October 11, 2017 - 14:06 AMT
YouTube shuts channel implicated in Russia's election disinformation ops

A YouTube channel that had been implicated in Russia disinformation operations to target the U.S. 2016 election has been taken down by Google, TechCrunch said.

Earlier this week The Daily Beast claimed the channel, run by two black video bloggers calling themselves Williams and Kalvin Johnson, was part of Russian disinformation operations — saying this had been confirmed to it by investigators examining how social media platforms had been utilized in a broad campaign by Russia to try to influence US politics.

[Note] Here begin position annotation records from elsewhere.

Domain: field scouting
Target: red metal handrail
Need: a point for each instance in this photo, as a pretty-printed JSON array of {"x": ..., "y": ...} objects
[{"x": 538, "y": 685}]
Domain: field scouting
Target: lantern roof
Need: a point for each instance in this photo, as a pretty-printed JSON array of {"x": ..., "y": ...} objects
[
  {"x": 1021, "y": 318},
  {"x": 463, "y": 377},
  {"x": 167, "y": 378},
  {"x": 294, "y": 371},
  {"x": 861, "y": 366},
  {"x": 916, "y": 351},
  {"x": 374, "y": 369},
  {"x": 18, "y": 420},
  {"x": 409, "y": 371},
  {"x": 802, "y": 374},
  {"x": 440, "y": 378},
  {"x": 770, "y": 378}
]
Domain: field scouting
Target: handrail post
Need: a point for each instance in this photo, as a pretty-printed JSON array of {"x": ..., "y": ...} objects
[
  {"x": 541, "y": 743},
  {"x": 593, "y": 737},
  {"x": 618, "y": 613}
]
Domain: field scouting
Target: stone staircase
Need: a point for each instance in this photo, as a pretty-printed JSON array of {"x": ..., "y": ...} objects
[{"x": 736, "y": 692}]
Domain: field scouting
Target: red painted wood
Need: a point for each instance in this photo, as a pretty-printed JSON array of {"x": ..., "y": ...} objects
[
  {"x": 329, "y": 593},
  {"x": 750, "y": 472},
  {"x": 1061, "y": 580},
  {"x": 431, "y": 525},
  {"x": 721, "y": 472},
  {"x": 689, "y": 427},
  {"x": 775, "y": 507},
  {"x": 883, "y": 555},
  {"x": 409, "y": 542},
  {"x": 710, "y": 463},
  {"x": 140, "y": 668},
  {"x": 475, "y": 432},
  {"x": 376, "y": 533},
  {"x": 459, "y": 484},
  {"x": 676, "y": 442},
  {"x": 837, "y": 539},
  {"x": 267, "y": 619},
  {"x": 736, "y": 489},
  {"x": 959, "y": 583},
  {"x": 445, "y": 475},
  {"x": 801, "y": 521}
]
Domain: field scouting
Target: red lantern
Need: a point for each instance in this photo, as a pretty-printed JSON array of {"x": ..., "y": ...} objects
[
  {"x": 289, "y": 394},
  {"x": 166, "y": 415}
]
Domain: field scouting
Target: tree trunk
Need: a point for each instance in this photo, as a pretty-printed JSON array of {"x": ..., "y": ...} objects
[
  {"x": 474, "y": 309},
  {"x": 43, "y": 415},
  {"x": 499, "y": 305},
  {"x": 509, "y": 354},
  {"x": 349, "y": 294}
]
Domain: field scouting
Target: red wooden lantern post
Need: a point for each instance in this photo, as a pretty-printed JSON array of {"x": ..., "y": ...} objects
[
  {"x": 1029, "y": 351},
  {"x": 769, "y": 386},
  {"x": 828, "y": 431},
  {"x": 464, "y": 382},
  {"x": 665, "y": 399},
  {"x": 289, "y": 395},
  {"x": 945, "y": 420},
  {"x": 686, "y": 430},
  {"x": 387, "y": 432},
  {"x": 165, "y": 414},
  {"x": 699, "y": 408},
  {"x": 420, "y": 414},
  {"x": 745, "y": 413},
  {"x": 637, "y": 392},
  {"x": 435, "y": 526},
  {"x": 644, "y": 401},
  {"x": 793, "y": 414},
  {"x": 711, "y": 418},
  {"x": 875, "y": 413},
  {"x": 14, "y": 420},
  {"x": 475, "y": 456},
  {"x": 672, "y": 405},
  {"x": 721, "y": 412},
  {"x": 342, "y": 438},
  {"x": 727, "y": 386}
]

The two vloggers apparently had multiple social media accounts on other platforms. And their content was pulled from Facebook back in August after being identified as Russian-backed propaganda, according to the Daily Beast’s sources.

Videos posted to the YouTube channel, which was live until earlier this week, apparently focused on criticizing and abusing Hillary Clinton, including accusing her of being a racist as well as spreading various conspiracy theories about the Clintons, along with pro-Trump commentary.

The content appeared intended for an African American audience, although the videos did not gain significant traction on YouTube, according to The Daily Beast, which said they had only garnered “hundreds” of views prior to the channel being closed (vs the pair’s Facebook page having ~48,000 fans before it was closed, and videos uploaded there racking up “thousands” of views).

A Google spokesman ignored the specific questions we put to it about the YouTube channel, sending only this generic statement instead: “All videos uploaded to YouTube must comply with our Community Guidelines and we routinely remove videos flagged by our community that violate those policies. We also terminate the accounts of users who repeatedly violate our Guidelines or Terms of Service.”

So while the company appears to be confirming it took the channel down it’s not providing a specific reason beyond TOS violations at this stage. (And the offensive nature of the content offers more than enough justification for Google to shutter the channel.)